California Supreme Court to rule on medical marijuana and employment
November 20, 2007
Geoff Johnson, California Aggie
Within 90 days, the California Supreme Court will use the case of a medical marijuana patient who lost his job to determine whether or not companies can fire medical cannabis users for testing positive for marijuana.
The ruling hinges on Gary Ross, a U.S. Air Force veteran who was honorably discharged from the military in 1980 because of back pains. Ross used the computer knowledge he learned to start a career as a computer assistant, said Ross' attorney Joseph Elford.
"While he was a computer assistant, he visited his doctor," Elford said. "His doctor suggested that he use marijuana to treat his back as opposed to some of the conventional pain medications that he had been taking."
This treatment, however, led to Ross' termination at RagingWire telecommunications in 2001 when he tested positive for marijuana. Ross had previously informed his employer that he was approved for medical marijuana and used it regularly.
Ross took his case to the Sacramento County Court, but the court ruled in favor of RagingWire, said Americans for Safe Access communication specialist Chris Hermie.
State law has allowed the use of marijuana for medicinal purposes since Proposition 215, the Compassionate Use Act, was approved in 1996. However this remains in conflict with national law, as use or consumption of marijuana remains illegal on a federal level.
RagingWire itself wouldn't violate any laws by employing Ross, Elford said. Certain safety-sensitive positions such as construction require their employees to be drug-free, but Ross' position did not meet this criteria.
"[RagingWire] throws in some lip service to the Drug Free Workplace Act," he said. "But that provides only to distribution or use of drugs in the workplace. The drug-free workplace has no effect here."
The California Fair Employment and Housing act requires employers to accommodate their staff as long as it doesn't create hardship for the employer. Asking a business to install a wheelchair ramp might be difficult if the business is a family grocery store, Elford said.
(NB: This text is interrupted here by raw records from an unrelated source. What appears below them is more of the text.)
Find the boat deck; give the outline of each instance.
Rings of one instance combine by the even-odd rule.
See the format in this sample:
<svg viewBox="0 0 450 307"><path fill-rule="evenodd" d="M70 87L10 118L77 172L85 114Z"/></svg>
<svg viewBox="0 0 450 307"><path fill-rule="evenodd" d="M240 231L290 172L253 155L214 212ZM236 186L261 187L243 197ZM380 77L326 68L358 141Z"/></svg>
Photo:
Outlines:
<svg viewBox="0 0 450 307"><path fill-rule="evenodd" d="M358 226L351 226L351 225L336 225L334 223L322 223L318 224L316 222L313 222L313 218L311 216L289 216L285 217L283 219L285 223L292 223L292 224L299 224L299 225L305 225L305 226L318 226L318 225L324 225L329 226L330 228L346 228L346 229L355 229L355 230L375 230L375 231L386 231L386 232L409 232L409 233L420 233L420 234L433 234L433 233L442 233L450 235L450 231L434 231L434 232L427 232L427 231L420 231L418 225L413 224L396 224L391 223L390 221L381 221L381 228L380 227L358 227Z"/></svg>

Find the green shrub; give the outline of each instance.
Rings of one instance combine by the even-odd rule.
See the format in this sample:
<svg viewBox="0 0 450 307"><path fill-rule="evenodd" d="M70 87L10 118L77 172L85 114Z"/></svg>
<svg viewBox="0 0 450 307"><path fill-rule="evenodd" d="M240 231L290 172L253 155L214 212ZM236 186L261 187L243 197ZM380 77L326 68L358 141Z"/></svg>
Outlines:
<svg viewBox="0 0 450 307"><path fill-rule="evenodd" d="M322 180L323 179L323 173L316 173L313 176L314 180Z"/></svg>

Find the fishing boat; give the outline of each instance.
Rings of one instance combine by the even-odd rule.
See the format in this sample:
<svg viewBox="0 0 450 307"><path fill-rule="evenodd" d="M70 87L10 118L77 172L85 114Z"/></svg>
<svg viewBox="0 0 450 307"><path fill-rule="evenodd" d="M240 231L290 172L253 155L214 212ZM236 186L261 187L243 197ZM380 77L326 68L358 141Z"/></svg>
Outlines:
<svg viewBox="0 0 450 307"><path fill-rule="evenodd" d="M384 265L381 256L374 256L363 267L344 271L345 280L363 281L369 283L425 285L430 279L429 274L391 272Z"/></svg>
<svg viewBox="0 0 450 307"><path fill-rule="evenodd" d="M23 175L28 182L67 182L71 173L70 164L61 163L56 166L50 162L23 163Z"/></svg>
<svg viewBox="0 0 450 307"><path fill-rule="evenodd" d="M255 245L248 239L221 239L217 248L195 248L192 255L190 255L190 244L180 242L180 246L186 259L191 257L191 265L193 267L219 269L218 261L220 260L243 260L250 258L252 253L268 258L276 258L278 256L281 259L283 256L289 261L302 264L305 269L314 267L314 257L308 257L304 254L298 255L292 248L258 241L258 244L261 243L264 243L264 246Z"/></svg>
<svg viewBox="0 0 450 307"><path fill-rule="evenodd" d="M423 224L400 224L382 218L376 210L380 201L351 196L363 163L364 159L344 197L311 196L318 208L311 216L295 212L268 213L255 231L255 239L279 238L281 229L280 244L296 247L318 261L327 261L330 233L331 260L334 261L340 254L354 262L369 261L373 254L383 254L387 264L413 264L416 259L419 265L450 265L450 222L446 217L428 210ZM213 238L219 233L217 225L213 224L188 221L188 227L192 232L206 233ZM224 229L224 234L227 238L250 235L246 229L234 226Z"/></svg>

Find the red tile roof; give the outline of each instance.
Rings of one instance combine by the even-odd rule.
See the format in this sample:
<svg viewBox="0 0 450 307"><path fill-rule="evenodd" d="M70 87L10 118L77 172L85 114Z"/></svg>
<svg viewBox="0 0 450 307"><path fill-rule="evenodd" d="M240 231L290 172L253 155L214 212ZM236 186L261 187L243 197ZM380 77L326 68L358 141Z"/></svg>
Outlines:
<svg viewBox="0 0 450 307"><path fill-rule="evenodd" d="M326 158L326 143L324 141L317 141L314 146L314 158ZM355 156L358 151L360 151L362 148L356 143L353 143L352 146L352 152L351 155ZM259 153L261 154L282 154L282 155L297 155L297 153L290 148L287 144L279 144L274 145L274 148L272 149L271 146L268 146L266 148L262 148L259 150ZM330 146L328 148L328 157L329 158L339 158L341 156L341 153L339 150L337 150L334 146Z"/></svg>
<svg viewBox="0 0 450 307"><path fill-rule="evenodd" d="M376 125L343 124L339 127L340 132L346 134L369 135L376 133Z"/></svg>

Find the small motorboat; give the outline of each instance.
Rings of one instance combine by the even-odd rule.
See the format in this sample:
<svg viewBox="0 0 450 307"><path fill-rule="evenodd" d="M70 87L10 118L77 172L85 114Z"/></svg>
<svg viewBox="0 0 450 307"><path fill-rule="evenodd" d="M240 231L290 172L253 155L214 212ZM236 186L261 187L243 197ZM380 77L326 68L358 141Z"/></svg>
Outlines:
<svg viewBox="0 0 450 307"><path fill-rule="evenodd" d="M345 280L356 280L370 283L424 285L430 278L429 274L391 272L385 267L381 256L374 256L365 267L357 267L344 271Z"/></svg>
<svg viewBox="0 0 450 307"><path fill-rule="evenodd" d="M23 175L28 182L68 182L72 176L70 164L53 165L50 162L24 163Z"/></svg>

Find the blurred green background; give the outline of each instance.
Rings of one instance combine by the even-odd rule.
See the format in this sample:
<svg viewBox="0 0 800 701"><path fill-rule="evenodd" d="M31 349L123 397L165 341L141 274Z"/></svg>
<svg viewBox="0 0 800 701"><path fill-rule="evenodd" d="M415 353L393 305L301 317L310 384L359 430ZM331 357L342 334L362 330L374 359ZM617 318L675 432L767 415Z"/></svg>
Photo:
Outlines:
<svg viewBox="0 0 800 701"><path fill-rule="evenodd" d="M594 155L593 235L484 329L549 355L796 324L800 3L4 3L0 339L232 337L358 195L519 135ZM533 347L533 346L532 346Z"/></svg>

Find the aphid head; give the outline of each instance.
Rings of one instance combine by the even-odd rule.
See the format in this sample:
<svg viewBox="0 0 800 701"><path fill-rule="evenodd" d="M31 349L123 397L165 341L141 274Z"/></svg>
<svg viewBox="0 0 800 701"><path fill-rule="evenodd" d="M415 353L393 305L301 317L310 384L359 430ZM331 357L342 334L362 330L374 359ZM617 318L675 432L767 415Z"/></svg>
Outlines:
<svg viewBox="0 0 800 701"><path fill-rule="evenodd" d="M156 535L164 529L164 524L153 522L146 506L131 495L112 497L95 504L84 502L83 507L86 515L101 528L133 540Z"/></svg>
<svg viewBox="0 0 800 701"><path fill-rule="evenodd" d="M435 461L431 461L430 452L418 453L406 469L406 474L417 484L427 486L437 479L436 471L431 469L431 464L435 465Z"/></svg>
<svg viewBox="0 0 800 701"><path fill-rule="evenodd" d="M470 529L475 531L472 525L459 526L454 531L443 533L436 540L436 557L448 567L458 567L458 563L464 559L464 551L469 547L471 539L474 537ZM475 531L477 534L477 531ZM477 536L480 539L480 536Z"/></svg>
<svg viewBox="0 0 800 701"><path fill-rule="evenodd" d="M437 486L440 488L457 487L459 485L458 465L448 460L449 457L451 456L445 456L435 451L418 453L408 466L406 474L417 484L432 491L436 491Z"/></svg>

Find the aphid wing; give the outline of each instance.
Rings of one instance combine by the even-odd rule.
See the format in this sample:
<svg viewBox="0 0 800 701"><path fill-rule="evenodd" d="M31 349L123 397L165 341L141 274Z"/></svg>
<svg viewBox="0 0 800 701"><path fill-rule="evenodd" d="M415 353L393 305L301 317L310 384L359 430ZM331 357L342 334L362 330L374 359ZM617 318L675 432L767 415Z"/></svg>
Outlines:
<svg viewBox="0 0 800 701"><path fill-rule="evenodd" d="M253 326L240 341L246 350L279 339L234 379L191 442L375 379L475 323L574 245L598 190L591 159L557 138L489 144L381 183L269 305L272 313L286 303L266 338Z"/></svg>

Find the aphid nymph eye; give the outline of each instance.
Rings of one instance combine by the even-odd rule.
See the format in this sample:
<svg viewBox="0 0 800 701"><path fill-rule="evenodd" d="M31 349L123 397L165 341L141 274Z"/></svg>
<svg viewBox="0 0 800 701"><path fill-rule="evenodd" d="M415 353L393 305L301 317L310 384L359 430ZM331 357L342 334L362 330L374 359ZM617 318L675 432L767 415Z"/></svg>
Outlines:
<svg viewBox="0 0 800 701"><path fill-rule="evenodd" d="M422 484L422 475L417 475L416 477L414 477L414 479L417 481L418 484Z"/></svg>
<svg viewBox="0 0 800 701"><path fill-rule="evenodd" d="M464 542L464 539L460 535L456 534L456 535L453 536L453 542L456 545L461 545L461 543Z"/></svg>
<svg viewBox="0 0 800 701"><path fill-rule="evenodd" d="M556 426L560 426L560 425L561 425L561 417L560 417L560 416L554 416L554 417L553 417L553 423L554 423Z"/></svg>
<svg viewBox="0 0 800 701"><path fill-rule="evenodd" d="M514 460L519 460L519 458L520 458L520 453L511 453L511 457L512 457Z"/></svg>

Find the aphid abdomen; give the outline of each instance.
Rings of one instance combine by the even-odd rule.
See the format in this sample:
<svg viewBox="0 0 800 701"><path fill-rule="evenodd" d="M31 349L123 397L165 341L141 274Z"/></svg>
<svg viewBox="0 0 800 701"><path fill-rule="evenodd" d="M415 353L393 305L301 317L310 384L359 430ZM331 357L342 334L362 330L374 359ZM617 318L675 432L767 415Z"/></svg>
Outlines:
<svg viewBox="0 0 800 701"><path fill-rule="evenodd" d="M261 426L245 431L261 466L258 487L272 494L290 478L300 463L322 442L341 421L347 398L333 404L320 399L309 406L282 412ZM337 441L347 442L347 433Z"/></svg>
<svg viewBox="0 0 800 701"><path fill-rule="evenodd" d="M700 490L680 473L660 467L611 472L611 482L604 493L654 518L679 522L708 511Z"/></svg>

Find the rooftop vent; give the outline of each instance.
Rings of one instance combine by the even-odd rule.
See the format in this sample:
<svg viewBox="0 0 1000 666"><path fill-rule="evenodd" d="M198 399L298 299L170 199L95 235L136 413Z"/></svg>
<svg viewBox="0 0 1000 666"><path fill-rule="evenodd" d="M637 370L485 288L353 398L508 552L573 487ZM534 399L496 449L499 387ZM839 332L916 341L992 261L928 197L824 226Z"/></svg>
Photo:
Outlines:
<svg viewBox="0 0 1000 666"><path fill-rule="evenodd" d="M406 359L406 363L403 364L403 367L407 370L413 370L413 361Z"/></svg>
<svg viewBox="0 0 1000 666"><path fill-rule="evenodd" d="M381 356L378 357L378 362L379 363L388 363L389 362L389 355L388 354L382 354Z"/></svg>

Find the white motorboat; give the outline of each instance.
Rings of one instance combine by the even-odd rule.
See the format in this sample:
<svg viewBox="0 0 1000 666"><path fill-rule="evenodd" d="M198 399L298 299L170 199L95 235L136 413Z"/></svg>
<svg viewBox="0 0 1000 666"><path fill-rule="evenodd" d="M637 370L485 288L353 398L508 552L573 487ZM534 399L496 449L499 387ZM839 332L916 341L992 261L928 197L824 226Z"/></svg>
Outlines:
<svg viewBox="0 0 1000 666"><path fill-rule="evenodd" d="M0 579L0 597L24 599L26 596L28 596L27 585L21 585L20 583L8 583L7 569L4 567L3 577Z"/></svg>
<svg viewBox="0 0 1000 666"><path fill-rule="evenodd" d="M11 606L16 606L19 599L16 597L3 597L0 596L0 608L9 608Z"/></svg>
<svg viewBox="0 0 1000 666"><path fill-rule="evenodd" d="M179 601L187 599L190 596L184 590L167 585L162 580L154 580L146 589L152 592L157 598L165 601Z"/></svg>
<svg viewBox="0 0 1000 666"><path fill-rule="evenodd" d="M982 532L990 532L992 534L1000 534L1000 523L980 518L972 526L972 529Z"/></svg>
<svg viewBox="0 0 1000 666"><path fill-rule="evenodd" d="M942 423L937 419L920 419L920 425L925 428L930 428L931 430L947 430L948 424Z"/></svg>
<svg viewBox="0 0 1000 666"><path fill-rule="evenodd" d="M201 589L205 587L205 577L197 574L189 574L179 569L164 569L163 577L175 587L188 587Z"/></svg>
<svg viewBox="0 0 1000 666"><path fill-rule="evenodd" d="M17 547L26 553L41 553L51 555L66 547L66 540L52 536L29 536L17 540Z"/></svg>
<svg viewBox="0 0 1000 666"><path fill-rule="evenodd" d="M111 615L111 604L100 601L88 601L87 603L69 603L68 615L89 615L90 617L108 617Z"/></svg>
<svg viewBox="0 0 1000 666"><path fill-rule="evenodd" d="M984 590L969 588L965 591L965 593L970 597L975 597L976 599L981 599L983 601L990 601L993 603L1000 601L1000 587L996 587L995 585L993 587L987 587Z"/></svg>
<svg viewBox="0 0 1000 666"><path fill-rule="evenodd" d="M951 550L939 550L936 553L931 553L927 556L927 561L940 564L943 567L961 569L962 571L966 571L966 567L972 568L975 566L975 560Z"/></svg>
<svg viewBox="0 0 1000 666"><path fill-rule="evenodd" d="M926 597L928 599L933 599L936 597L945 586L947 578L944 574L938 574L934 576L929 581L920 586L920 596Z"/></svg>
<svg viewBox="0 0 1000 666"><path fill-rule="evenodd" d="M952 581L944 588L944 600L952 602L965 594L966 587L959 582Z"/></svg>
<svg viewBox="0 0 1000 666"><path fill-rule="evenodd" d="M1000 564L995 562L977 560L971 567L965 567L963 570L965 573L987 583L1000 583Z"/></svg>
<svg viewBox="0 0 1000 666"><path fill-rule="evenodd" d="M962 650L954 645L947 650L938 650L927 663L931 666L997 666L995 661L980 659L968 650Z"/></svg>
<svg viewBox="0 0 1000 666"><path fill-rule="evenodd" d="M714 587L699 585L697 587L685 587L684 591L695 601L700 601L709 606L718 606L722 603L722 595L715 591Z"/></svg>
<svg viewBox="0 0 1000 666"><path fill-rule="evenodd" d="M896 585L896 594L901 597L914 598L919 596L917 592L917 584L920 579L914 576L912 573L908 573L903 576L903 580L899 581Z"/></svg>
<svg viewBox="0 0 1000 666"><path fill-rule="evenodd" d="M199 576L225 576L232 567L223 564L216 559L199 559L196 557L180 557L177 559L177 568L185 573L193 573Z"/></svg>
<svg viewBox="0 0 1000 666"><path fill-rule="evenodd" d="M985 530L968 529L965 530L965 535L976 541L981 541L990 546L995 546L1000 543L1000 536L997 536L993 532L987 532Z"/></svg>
In this case, however, no action would be necessary on the part of RagingWire, he said.
"It's the one medication that helps Gary Ross sleep at night and in turn actually become a more productive worker," he said. "It's important to understand he does not claim or nor [sic] does he use marijuana on the job."
The company has made no allegations that Ross' performance was impacted by his use of marijuana, he said.
A similar case in Oregon ruled in favor of the employer in 2006, as the defendant's leg spasms did not qualify as a disability.
"There's not anything within the medical marijuana realm [in California] that has gone to court really on this," said Compassionate Coalition Communication Director Nathan Sands. "This is really going to be a groundbreaking case in that area, but there's been plenty of cases in the past regarding workers rights that have generally have come out in favor of the worker."
When contacted, RagingWire declined to comment.